Doing everything for a kid doesn't set them up for success.
First came the helicopter parenting of the 1980s, when parents were fearful that their child might get kidnapped on the way to school. This was followed by the intensive parenting of the 1990s, when extracurriculars and constant teaching became de rigeur. The 2000s brought the lawnmower parents, who not only monitored their kids closely and filled every extra hour with tutoring, but also made a point of smoothing the way for their children to avoid uncomfortable bumps.
Just when you thought parenting couldn't get any more extreme, we now have the snowplow parents of the 2010s. These parents clear everything out of their child's way, doing all the leg work that would normally be considered an essential part of growing up, and shielding the truth of it from their child, who's clueless as to what it took to get them to a certain point.
The recent college admissions scandal is a perfect example of this. Roughly 30 families engaged in wide-ranging fraud to ensure their child got into a top college in the United States by falsifying SAT/ACT scores and lying about sports skills.

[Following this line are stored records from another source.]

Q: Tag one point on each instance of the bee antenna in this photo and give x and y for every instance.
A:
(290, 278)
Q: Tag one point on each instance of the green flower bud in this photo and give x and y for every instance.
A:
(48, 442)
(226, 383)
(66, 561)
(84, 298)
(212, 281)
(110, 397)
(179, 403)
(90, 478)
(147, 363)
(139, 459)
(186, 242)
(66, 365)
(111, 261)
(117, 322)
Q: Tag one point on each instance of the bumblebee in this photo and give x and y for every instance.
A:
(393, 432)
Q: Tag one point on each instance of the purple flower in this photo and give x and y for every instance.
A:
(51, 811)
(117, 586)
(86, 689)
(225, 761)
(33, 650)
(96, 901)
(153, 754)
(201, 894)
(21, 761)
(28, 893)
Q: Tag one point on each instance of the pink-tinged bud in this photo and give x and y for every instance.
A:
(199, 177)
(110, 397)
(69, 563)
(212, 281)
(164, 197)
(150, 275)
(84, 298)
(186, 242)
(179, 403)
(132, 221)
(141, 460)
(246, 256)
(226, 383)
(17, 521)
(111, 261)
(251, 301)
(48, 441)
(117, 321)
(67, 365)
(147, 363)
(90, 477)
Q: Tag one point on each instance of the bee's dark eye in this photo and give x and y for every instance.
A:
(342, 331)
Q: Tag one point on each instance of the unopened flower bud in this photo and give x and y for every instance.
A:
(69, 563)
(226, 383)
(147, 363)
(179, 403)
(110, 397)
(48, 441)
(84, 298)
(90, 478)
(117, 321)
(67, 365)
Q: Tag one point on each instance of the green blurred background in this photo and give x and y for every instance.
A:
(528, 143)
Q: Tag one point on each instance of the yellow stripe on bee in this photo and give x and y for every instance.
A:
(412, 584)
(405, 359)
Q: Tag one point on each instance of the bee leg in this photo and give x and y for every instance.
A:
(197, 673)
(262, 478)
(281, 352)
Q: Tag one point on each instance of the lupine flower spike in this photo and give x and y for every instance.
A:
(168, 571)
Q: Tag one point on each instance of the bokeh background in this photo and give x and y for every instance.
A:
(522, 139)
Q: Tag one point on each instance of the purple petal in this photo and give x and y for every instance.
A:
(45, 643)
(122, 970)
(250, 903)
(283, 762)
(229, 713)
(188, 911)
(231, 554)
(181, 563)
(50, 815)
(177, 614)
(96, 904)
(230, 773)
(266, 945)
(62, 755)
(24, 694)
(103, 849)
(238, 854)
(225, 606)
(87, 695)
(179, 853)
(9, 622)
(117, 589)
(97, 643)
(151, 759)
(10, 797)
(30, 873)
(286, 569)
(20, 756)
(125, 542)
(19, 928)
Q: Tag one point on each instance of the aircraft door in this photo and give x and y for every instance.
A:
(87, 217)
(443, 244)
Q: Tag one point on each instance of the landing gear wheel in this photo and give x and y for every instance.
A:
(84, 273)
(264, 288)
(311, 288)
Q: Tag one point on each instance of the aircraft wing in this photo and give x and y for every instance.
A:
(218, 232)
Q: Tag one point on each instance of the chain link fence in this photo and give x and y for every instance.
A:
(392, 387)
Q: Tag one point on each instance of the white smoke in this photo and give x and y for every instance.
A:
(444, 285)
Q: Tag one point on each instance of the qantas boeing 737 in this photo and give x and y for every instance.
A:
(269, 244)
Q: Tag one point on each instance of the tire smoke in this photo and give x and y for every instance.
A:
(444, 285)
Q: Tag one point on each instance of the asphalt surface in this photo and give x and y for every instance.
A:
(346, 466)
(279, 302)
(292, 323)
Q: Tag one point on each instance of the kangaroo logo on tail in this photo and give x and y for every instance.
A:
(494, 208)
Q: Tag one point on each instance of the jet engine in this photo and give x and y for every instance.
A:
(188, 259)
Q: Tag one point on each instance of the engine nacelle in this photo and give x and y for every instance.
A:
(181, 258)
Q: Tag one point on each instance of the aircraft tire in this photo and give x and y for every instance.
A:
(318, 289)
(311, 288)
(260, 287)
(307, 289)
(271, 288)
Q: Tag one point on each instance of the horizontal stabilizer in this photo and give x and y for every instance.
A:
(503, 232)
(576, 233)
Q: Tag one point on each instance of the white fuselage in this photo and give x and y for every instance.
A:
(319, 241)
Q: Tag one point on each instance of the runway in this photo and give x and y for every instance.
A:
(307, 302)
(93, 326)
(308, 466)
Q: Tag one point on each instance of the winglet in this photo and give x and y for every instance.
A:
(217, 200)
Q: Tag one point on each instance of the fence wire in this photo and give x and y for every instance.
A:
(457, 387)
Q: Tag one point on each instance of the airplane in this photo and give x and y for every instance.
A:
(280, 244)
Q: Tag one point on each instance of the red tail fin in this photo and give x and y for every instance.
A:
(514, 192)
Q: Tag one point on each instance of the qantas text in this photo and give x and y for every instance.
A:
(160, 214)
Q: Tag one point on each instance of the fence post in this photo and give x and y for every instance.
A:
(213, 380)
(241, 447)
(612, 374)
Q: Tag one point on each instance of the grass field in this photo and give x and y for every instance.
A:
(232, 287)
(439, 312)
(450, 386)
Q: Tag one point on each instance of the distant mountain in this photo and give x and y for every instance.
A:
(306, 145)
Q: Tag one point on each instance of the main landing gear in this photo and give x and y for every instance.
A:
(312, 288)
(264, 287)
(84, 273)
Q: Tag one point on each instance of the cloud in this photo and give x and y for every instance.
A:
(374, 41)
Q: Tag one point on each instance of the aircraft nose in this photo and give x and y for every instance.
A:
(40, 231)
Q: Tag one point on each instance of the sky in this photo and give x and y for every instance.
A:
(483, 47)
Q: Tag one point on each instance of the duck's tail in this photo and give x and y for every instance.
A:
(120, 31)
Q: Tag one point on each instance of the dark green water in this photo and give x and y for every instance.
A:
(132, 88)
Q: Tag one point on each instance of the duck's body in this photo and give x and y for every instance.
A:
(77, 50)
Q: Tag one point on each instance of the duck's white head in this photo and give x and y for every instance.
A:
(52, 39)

As Madeline Levine, psychologist and author of Teach Your Children Well: Why Values and Coping Skills Matter More Than Grades, Trophies or 'Fat Envelopes', told the New York Times,
"[This scandal has] just highlighted an incredibly dark side of what has become normative, which is making sure that your kid has the best, is exposed to the best, has every advantage — without understanding how disabling that can be."
Because 'disabling' it certainly is. A child who has been cheated of the opportunity to grow and learn through normal obstacles and failures does not really ever become an adult in the true sense. They continue to rely on their snowplow parent well into their adult years because they are incapable of functioning otherwise. The smallest details crush them and, according to Levine, send them home early from college. One sad example:
"One [student] didn’t like to eat food with sauce. Her whole life, her parents had helped her avoid sauce, calling friends before going to their houses for dinner. At college, she didn’t know how to cope with the cafeteria options — covered in sauce."
She dropped out. The pathetic irony of it is that her parents thought they were doing her a favor by snowplowing the road to make her journey easier, and yet in doing so failed to build resilience. She should have been prepared for the road, not the other way around. Sauce is everywhere. You'll never escape it.
Allowing kids to fail is allowing kids to learn. @FreeRangeKids pic.twitter.com/N2uBIJnGFw
— Daddo (@clintonjtallman) March 9, 2019
I understand that the college situation is abysmal in the U.S., with the number of applications doubling since the 1970s and the number of spots remaining virtually the same at top-tier schools. Making the situation more dire is the decline in income potential. From the New York Times,
"Children born in 1950 had an 80 percent chance of making more money than their parents, according to work by a team of economists led by Raj Chetty at Harvard. Those born in 1970 had a 61 percent chance. But since 1980, children are as likely as not to earn less than their parents did."
So it's no wonder that parents are obsessed with doing all they can to guarantee a good professional start to their child's life. But an education counts for little if a young adult lacks real-life skills, and that's where parents need to readjust their thinking.
Set your kid up for success by first giving them a great childhood that's enjoyable, memorable, stable. Then prepare them to tackle obstacles by – no surprise here – expecting them to tackle obstacles on their own. Require them to make their own tough phone calls, write their own explanatory notes, set their own alarms, meet their own deadlines – and then pay the consequences of failing to do so. Believe me, a kid who sleeps through an exam will only do it once.
Lenore Skenazy of Let Grow suggests thinking of all the people you know and admire who didn't attend top-notch schools, or maybe didn't go to college at all. There are so many other ways to define success in life, but it all begins with knowing how to function on a basic level – feeding and cleaning oneself, communicating, staying accountable, etc. These are the most valuable lessons we can give our kids – and they don't cost a thing.
Doing everything for a kid doesn't set them up for success.